# Terry Camper wheels



## bonnycolton (Aug 29, 2010)

We have a 1959 Terry Camper and the wheels that are on it are not the correct size.

We thought we bought the right ones but the lug pattern does not fit.  Anyone know what actually is suppose to be on her?  Thanks from Colorado!


----------



## Bounder Boy (Aug 30, 2010)

Re: Terry Camper wheels

Hmmmm, You mention that the current are not correct. What makes you say that? Also the current lug pattern fits, but your replacement does not.  Little puzzled. are you talking about the rims or the tires? What made you think the current are not correct. You must have been told by someone or have other information.  Please fill us in more....


----------



## H2H1 (Aug 30, 2010)

Re: Terry Camper wheels

well if the new ones don't fit , someone sold you the wrong one. Go back where you got them and tell them they are the wrong one.
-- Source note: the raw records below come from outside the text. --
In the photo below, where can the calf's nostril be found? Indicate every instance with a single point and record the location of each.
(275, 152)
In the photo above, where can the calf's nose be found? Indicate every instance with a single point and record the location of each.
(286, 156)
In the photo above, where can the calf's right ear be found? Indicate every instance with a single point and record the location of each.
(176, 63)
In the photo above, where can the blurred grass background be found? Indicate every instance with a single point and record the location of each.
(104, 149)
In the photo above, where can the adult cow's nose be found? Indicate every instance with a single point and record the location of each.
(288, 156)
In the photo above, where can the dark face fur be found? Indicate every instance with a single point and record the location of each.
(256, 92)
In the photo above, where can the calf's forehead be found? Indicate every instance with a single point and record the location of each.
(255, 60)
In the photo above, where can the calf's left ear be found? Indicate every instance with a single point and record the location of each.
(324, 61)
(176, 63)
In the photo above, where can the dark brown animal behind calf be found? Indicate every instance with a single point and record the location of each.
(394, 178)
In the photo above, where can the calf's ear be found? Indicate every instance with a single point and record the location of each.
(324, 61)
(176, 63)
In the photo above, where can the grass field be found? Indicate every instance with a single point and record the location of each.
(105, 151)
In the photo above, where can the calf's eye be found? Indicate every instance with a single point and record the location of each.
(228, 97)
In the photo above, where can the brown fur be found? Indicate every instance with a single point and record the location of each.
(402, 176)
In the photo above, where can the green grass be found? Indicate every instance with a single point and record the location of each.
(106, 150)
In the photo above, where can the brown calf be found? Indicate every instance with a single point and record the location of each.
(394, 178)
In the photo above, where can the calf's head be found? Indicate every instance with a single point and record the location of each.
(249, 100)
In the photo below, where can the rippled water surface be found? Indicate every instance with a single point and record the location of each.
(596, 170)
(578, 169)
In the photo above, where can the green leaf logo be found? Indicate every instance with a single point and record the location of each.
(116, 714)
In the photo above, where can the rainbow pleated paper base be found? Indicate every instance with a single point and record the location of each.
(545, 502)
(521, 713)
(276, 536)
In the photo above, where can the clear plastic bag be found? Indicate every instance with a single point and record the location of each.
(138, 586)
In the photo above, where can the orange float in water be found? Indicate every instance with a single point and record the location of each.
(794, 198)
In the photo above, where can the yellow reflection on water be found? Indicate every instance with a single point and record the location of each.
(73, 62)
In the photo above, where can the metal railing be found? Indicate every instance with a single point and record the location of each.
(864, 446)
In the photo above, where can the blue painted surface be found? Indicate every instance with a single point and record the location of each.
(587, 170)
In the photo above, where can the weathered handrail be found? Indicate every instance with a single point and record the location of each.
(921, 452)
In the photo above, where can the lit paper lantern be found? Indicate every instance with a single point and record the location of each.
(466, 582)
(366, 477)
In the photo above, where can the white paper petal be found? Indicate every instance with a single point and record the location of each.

Also take it to a reputable dealer and have him to look at it and get the right size.


----------



## Grandview Trailer Sa (Aug 31, 2010)

Re: Terry Camper wheels

I can almost be certain that wheels for a 1959 camper are not being made today.  They had different ideas back then.  A lot of times new hubs will actually fit the older axles and then a new wheel can be purchased.  

Take it, if you can, to a guy who has been in the trailer business as long as I have, and I bet you can find a combination to make it work.


----------